I am a pack-a-day smoker and so don’t go to movies, as I cannot stay smokeless for two hours, as well as some coffee shops, because coffee and smoking to me are inseparable. Excuse my political incorrectness, but I have felt pinched lately, having to spend more time finding a place to light up.
This may be an increasingly minority opinion and I can already imagine the chorus of scorn citing health statistics as well as second-hand smoke issues. But with all due respect to these sensitivities, I wonder whether one day enjoying the nicotine buzz anywhere in public here will be prohibited, as in France and Ireland. A health ministry official told Reuters last month that Japan may tighten rules on public smoking, and we’ve already seen dramatic change.

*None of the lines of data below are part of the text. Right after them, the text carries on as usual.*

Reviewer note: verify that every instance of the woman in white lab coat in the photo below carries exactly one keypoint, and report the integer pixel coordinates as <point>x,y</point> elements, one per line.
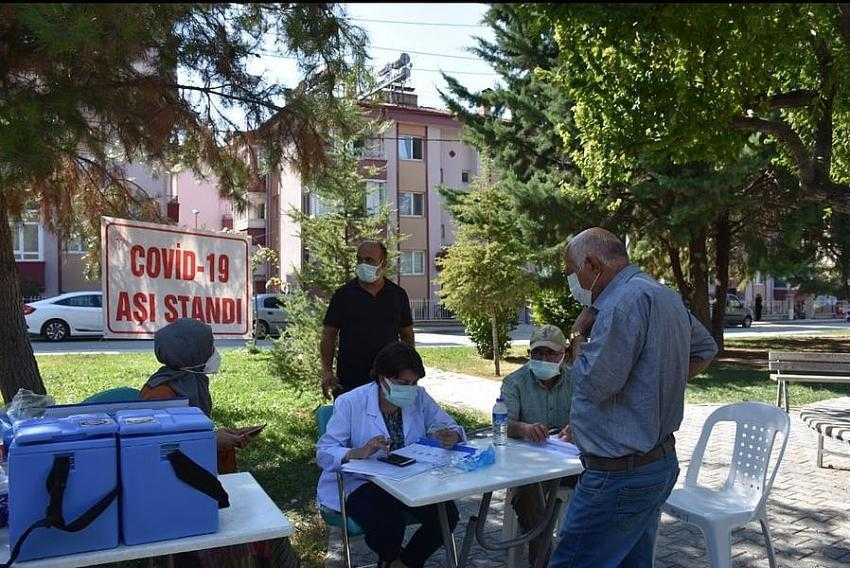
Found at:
<point>382,416</point>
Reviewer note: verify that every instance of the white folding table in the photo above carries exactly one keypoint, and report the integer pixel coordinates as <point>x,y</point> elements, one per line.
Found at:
<point>251,517</point>
<point>517,463</point>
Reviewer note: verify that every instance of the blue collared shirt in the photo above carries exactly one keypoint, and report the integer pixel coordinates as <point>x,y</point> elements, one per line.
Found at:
<point>629,381</point>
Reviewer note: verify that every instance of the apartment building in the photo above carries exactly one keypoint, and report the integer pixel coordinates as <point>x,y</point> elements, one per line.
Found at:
<point>419,151</point>
<point>50,266</point>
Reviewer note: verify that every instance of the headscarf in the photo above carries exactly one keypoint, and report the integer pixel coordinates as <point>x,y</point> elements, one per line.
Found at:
<point>184,347</point>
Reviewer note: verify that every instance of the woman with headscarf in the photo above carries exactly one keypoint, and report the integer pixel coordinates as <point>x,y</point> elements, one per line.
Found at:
<point>188,355</point>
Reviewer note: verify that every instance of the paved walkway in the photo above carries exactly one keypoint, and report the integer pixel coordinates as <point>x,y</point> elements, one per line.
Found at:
<point>809,508</point>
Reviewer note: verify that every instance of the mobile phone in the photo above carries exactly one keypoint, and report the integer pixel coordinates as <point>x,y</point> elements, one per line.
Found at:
<point>395,459</point>
<point>253,431</point>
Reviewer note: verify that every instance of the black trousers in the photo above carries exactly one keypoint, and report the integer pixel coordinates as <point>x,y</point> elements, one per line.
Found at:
<point>382,518</point>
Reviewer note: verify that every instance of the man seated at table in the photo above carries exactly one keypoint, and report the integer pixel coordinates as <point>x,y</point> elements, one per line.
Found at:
<point>387,414</point>
<point>538,398</point>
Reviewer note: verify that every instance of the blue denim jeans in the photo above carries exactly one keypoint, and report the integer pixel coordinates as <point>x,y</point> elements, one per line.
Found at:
<point>612,517</point>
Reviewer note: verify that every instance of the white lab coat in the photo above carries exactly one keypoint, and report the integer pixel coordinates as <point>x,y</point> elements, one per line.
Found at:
<point>357,419</point>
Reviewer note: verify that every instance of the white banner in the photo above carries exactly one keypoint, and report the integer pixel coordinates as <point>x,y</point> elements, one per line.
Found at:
<point>154,274</point>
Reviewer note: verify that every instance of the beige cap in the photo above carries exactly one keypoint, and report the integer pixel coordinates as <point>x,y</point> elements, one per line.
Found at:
<point>548,336</point>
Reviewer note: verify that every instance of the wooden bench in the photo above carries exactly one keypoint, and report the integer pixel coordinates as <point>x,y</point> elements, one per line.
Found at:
<point>793,367</point>
<point>831,419</point>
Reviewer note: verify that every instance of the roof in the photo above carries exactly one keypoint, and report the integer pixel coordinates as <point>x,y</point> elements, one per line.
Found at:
<point>425,115</point>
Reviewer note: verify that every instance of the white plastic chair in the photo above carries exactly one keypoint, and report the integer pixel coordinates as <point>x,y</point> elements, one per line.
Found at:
<point>510,523</point>
<point>743,497</point>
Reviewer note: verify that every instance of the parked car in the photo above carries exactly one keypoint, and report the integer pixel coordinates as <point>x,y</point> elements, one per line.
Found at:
<point>736,312</point>
<point>269,316</point>
<point>73,314</point>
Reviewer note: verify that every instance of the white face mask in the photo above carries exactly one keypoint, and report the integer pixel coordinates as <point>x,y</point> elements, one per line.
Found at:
<point>366,272</point>
<point>582,296</point>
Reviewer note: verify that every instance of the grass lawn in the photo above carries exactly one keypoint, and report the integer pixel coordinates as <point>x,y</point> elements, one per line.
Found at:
<point>466,360</point>
<point>739,375</point>
<point>244,393</point>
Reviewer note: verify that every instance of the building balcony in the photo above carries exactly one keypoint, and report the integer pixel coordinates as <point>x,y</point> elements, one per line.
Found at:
<point>245,223</point>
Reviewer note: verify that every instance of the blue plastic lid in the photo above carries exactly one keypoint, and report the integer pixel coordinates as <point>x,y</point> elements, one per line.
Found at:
<point>162,421</point>
<point>70,428</point>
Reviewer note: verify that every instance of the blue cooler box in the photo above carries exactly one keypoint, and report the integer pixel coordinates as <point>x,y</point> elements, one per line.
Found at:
<point>156,504</point>
<point>86,445</point>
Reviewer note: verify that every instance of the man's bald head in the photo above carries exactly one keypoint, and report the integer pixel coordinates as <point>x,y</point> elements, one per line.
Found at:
<point>372,252</point>
<point>599,243</point>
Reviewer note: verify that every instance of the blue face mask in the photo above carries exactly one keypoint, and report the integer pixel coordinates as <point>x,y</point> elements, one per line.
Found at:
<point>401,396</point>
<point>544,370</point>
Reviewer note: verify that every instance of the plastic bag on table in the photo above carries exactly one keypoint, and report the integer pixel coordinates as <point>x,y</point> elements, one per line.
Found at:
<point>26,404</point>
<point>478,460</point>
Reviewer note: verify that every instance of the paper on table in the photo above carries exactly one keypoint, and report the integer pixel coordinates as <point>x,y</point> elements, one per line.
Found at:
<point>373,468</point>
<point>555,444</point>
<point>430,454</point>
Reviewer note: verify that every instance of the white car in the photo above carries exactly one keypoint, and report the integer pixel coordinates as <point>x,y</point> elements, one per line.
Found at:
<point>58,318</point>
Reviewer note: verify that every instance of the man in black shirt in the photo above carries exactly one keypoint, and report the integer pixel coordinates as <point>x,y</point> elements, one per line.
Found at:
<point>366,313</point>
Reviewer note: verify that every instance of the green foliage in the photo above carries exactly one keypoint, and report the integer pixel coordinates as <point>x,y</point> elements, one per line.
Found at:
<point>554,306</point>
<point>483,276</point>
<point>295,356</point>
<point>480,332</point>
<point>330,238</point>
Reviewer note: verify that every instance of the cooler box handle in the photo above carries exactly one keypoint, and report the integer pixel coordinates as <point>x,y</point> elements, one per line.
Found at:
<point>57,482</point>
<point>198,478</point>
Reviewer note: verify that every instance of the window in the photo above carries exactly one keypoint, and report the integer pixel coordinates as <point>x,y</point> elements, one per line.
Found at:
<point>376,196</point>
<point>372,148</point>
<point>87,301</point>
<point>409,148</point>
<point>75,244</point>
<point>318,206</point>
<point>26,241</point>
<point>412,262</point>
<point>411,204</point>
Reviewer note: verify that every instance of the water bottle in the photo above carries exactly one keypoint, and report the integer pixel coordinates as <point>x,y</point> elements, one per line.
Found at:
<point>500,422</point>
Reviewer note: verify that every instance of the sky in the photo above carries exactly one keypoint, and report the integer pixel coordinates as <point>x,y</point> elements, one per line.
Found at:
<point>402,27</point>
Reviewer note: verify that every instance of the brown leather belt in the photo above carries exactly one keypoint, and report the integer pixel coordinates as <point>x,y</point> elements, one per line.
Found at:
<point>630,462</point>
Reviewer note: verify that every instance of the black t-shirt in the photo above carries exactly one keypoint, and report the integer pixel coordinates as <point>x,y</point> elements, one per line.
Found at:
<point>366,323</point>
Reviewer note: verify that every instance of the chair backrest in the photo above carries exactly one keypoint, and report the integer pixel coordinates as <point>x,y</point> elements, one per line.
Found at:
<point>323,416</point>
<point>791,362</point>
<point>757,426</point>
<point>118,394</point>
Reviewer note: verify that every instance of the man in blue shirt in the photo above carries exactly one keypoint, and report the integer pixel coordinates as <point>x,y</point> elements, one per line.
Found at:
<point>633,350</point>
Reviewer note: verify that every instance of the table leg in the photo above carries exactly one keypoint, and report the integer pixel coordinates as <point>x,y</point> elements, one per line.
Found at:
<point>448,540</point>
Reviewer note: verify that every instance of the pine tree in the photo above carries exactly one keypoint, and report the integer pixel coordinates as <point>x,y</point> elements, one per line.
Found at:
<point>85,86</point>
<point>330,238</point>
<point>483,277</point>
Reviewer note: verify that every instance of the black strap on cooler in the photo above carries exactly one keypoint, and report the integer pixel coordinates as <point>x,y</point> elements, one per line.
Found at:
<point>198,478</point>
<point>57,482</point>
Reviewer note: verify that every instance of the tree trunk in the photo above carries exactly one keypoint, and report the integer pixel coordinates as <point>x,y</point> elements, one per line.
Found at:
<point>685,288</point>
<point>494,324</point>
<point>723,246</point>
<point>699,277</point>
<point>18,368</point>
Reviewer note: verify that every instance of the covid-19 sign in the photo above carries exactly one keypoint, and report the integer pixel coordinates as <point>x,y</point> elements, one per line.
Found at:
<point>154,274</point>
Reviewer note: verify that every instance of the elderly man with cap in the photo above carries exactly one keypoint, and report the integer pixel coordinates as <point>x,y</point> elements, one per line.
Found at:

When I reached Japan’s smoking age 15 years ago, the nation was still a smokers’ heaven. I was able to have a puff whether on an airplane, in a school cafeteria, or even in a hospital lobby. Things have changed dramatically since then, at least in the eyes of smokers, although it’s fair to say Japan won’t become smokers’ hell soon either.
Government officials have stopped short of calling for a total ban, as they increasingly face the dilemma of both pushing for tougher smoking regulations and needing their share of tobacco tax revenue of more than 2 trillion yen. The government still owns half of Japan Tobacco, which is publicly traded and set to pay its biggest shareholder an annual dividend of about $265 million.